I admire how she’s making people run scared by calling them out and challenging. They have no idea what to make of her or how to deal with her because she is not of their world; she is of ours.

In a world where Westminster is moving further and further from real life, Rayner makes a refreshing change and a breath of realism in a rarefied ivory tower.

She talks like many ordinary people. She doesn’t tip-toe on eggshells or ponders over choosing the correct words. She hasn’t tried to muffle her Stockport accent.

She is who she is and is proud of where she has come from and what she has achieved, rightly so.

We need more Angelas in politics.
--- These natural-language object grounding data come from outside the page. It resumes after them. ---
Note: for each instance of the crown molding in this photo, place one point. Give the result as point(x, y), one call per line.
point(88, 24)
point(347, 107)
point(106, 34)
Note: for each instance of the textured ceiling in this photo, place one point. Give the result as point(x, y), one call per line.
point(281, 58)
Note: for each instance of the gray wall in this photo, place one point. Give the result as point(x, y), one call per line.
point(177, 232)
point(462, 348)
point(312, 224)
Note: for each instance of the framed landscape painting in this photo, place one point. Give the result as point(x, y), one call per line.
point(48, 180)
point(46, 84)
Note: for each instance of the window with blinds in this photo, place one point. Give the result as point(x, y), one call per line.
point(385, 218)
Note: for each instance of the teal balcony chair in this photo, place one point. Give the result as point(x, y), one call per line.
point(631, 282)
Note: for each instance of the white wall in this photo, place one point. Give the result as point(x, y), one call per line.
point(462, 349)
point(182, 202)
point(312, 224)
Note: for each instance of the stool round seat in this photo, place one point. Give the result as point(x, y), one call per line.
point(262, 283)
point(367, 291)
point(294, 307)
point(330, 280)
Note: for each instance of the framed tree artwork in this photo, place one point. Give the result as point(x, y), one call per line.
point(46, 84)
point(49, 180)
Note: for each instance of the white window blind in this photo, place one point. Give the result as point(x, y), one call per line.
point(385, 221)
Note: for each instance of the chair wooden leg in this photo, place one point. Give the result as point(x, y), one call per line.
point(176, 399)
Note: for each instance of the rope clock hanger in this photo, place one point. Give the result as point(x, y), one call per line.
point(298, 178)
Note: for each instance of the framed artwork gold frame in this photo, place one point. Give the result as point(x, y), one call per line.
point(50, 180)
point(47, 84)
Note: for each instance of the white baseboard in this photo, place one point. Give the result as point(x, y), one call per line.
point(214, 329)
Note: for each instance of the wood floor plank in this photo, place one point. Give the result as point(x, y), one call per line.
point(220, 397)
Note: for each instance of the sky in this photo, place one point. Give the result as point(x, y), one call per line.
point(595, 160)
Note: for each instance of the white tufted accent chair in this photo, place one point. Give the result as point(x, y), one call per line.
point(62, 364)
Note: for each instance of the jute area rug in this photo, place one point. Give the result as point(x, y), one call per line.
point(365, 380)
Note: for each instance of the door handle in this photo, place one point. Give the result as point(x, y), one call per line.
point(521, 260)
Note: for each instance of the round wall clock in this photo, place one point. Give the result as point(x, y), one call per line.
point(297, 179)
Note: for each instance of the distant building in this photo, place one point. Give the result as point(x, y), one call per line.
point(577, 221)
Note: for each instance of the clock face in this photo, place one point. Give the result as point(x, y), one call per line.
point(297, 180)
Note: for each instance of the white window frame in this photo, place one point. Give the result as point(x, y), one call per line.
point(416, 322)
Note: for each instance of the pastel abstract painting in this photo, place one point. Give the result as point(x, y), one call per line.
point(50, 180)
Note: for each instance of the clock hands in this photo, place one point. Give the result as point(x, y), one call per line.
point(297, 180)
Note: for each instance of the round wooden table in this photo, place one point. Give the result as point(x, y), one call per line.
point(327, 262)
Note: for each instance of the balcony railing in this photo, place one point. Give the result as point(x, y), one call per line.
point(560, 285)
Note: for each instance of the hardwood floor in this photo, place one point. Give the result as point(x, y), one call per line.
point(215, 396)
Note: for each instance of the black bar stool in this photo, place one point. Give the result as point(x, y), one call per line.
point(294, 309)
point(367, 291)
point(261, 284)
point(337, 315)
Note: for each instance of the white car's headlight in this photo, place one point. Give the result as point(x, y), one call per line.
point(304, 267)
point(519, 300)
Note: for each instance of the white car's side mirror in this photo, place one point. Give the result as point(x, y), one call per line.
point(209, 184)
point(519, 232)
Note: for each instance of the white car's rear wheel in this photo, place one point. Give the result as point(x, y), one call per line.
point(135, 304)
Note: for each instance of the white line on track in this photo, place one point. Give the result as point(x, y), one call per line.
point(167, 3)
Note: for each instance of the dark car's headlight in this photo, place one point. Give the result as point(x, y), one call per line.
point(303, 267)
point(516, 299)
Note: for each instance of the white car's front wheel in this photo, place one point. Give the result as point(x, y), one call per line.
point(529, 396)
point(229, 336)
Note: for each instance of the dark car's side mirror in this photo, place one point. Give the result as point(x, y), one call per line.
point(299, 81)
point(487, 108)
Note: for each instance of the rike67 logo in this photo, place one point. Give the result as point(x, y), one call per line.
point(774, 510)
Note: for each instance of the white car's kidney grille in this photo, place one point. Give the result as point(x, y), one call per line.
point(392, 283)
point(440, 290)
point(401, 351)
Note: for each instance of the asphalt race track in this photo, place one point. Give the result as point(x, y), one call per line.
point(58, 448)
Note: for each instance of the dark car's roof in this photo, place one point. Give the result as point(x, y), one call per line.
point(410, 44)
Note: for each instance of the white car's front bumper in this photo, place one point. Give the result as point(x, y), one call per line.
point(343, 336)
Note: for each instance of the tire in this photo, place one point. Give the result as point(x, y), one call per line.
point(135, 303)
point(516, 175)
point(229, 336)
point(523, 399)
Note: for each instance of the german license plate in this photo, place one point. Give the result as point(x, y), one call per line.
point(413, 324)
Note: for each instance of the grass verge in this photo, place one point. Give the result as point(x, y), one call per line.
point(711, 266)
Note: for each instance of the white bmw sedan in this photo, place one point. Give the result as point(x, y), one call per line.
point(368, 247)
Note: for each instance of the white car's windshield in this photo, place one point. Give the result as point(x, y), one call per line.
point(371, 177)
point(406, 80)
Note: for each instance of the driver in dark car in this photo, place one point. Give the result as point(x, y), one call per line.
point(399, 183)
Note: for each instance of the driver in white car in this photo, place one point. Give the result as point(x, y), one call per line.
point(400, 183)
People who call out unfairness, who relate to voters, are in touch, who have lived, breathed, smelt, tasted, and suffered what the cost-of-living crisis will bring

There’s always been a whiff of sleaze in the House, but Basic Instinct comparisons in the same week it emerged that 56 MPs – including allegedly three Cabinet ministers and two Shadow Cabinet ministers – have been reported to the Parliamentary watchdog set up to investigate sexual misconduct, is horrendous.

The revelation from a Tory female MP that she had seen a male colleague watch porn in the House of Commons illustrates wider culture that women are still up against in toxic Westminster.

Within this context, we might even understand why, at the September 2021 Labour Party conference she described the Tory government as “homophobic, racist, misogynistic” and a “bunch of scum.”

Parliament, its MPs, and system are well past its sell by date, until there are more Angelas.